Declining, Dying, Dead
BIOETH 510: Declining, Dying, Dead: will be taught on Tuesdays from 1:00 pm - 4:00 pm at the Emory University Center for Ethics (ground floor of 1531 Dickey Drive).
About BIOETH 510: Declining, Dying, Dead (Spring 2026)
This course investigates critical dimensions of demise by querying whether death is conclusive, irreversible or liminal. Insofar as no one escapes life alive, death is a universal phenomenon. Every civilization, perhaps every person, vies to inscribe death with significance. They also struggle to define death, as well as what constitutes dying. Indeed, science, medicine, religion, philosophy and law complicate such meditations.
Suitability for a Range of Students & Working Professionals
While the course is offered as part of Emory’s MA in Bioethics program, as a standalone elective it is also suitable for a range of other students. This course is available to students seeking graduate degrees at Emory or other universities, non-degree seeking students and working professionals (including faculty and staff in all of Emory’s Schools). Because it is a graduate course, anyone applying to take this course must have previously completed at least a bachelor’s degree. Students who are not currently pursuing a graduate degree at Emory University will need to apply to be non-degree seeking students in special standing with the Laney Graduate School.
- For those seeking graduate degrees at Emory, it is important that you discuss this course’s suitability to meet your degree requirements with your academic advisor and/or director of graduate studies. This is a three credit hour course that counts as an elective in the MA in Bioethics program. The MA in Bioethics program is not responsible for the degree requirements of other programs at Emory.
- For those seeking degrees at non-Emory universities, it is important that you discuss this course’s suitability to meet the degree requirements from your home university. Emory University is not responsible for the degree requirements of other universities.
- For those not seeking a degree at Emory, the tuition rates are determined by the Laney Graduate School. The Laney Graduate School charges $2,711 per credit hour. As the course is three credit hours, the tuition costs $8,133. Students who successfully complete this standalone course may apply to transfer these 3 credit hours to the MA in Bioethics program should they later apply to and be admitted to the MA in Bioethics program. The MA in Bioethics program requires 30 credit hours of coursework for completion.
- For Emory faculty and staff, the tuition costs for this course may be covered by the Emory Courtesy Scholarship. For more information, please visit the Courtesy Scholarship webpage and contact HR.
In order to apply to take this course without being an Emory MA in Bioethics degree student, you will have to apply as a non-degree Laney Graduate School student.
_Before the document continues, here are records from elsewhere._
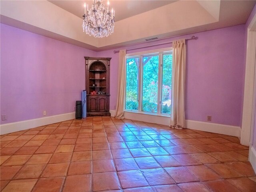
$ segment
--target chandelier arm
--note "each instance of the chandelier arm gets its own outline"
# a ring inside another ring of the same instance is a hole
[[[106,9],[106,7],[101,1],[98,0],[96,4],[96,0],[94,1],[92,8],[89,11],[87,11],[88,15],[86,14],[84,18],[84,31],[85,28],[87,34],[92,35],[95,38],[107,37],[114,32],[114,16],[113,15],[113,18],[111,18],[110,12],[108,11],[108,7]]]

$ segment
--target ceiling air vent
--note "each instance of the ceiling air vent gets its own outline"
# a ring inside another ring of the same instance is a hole
[[[151,40],[154,40],[154,39],[158,39],[158,37],[153,37],[153,38],[150,38],[150,39],[145,39],[145,40],[146,41],[151,41]]]

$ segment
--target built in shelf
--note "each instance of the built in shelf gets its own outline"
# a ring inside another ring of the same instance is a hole
[[[90,78],[89,79],[90,80],[106,80],[107,79],[96,79],[94,78]]]
[[[87,94],[86,95],[89,95],[89,96],[109,96],[110,95],[109,94]]]
[[[94,72],[106,72],[106,70],[89,70],[89,71],[93,71]]]

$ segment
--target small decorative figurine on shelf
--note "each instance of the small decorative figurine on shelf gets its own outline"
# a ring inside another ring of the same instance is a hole
[[[104,91],[99,91],[98,92],[98,95],[104,95],[106,94],[106,93]]]

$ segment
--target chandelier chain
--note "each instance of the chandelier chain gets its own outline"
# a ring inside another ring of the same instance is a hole
[[[82,27],[84,32],[94,37],[107,37],[114,32],[115,11],[112,8],[110,12],[109,2],[105,7],[103,0],[94,0],[91,8],[89,9],[84,3],[84,14],[83,16]]]

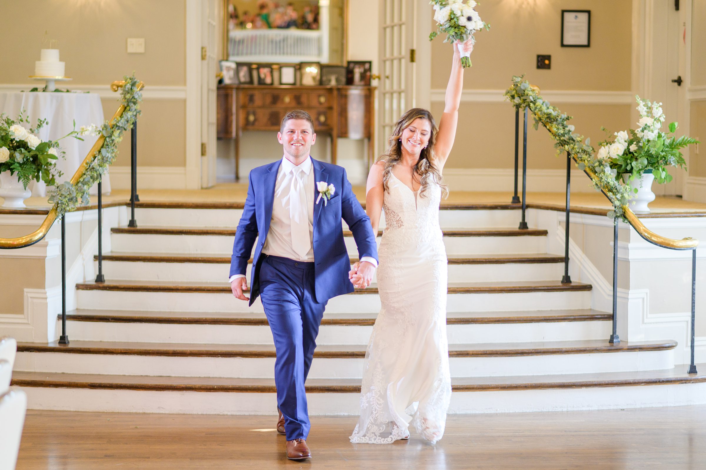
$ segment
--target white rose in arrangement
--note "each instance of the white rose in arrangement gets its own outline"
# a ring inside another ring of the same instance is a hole
[[[12,138],[16,141],[23,141],[30,134],[26,129],[18,124],[10,126],[10,132],[12,133]]]
[[[608,150],[610,152],[611,156],[615,158],[620,155],[623,155],[623,152],[625,151],[625,146],[619,142],[614,142],[611,144],[610,147],[609,147]]]
[[[32,150],[37,148],[37,146],[42,143],[42,139],[32,134],[27,136],[25,141],[27,142],[27,145],[30,146],[30,148]]]
[[[598,149],[598,158],[605,158],[608,156],[609,152],[608,151],[608,147],[601,147]]]

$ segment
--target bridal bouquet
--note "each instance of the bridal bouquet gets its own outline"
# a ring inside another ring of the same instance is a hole
[[[484,28],[490,29],[490,25],[484,23],[474,9],[477,4],[474,0],[465,2],[463,0],[431,0],[429,4],[434,6],[434,20],[438,27],[438,31],[429,35],[430,41],[439,34],[445,33],[444,42],[465,42],[470,39],[475,44],[476,39],[473,35],[476,31]],[[465,52],[460,44],[457,47],[461,52],[461,65],[464,68],[472,66],[470,52]]]
[[[674,135],[676,122],[669,125],[672,135],[668,135],[662,130],[664,122],[662,103],[642,100],[638,95],[635,98],[640,117],[638,128],[629,129],[629,134],[628,131],[616,132],[615,139],[601,142],[597,158],[606,162],[611,172],[618,177],[629,175],[632,180],[647,172],[652,173],[658,183],[668,183],[672,177],[665,167],[686,168],[686,162],[679,149],[698,141],[686,136],[677,139]]]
For the Spring 2026 term, the non-degree student enrollment deadline is January 5, 2026.
For more information about this course, please email: mabioethics@emory.edu.
Meet the Course Leader
Jonathan Crane is the Raymond F. Schinazi Scholar of Bioethics and Jewish Thought at the Ethics Center. He is also a professor of Medicine, Emory School of Medicine, and affiliated faculty in the Department of Religion, Emory College of Arts and Sciences.
He earned a BA (summa cum laude) from Wheaton College in Massachusetts, an MA in international peace studies from the University of Notre Dame, an MPhil in Gandhian thought from Gujarat Vidyapith in India, an MA in Hebrew literature and rabbinic ordination from Hebrew Union College-Jewish Institute of Religion in New York, and a PhD in religion from the University of Toronto. The co-author of Ahimsa: The Way to Peace, co-editor of The Oxford Handbook of Jewish Ethics and Morality, author of Narratives and Jewish Bioethics, editor of Beastly Morality: Animals as Ethical Agents, author of Eating Ethically: Religion and Science for a Better Diet, and editor of Judaism, Race, and Ethics: Conversations and Questions, he is the founder and co-editor-in-chief of the Journal of Jewish Ethics. A past president of the Society of Jewish Ethics, he frequently speaks and publishes broadly on Judaism, ethics and bioethics, comparative religious ethics, narrative ethics, eating, environmental and animal ethics, among other topics. He was awarded an honorary degree from Wheaton College.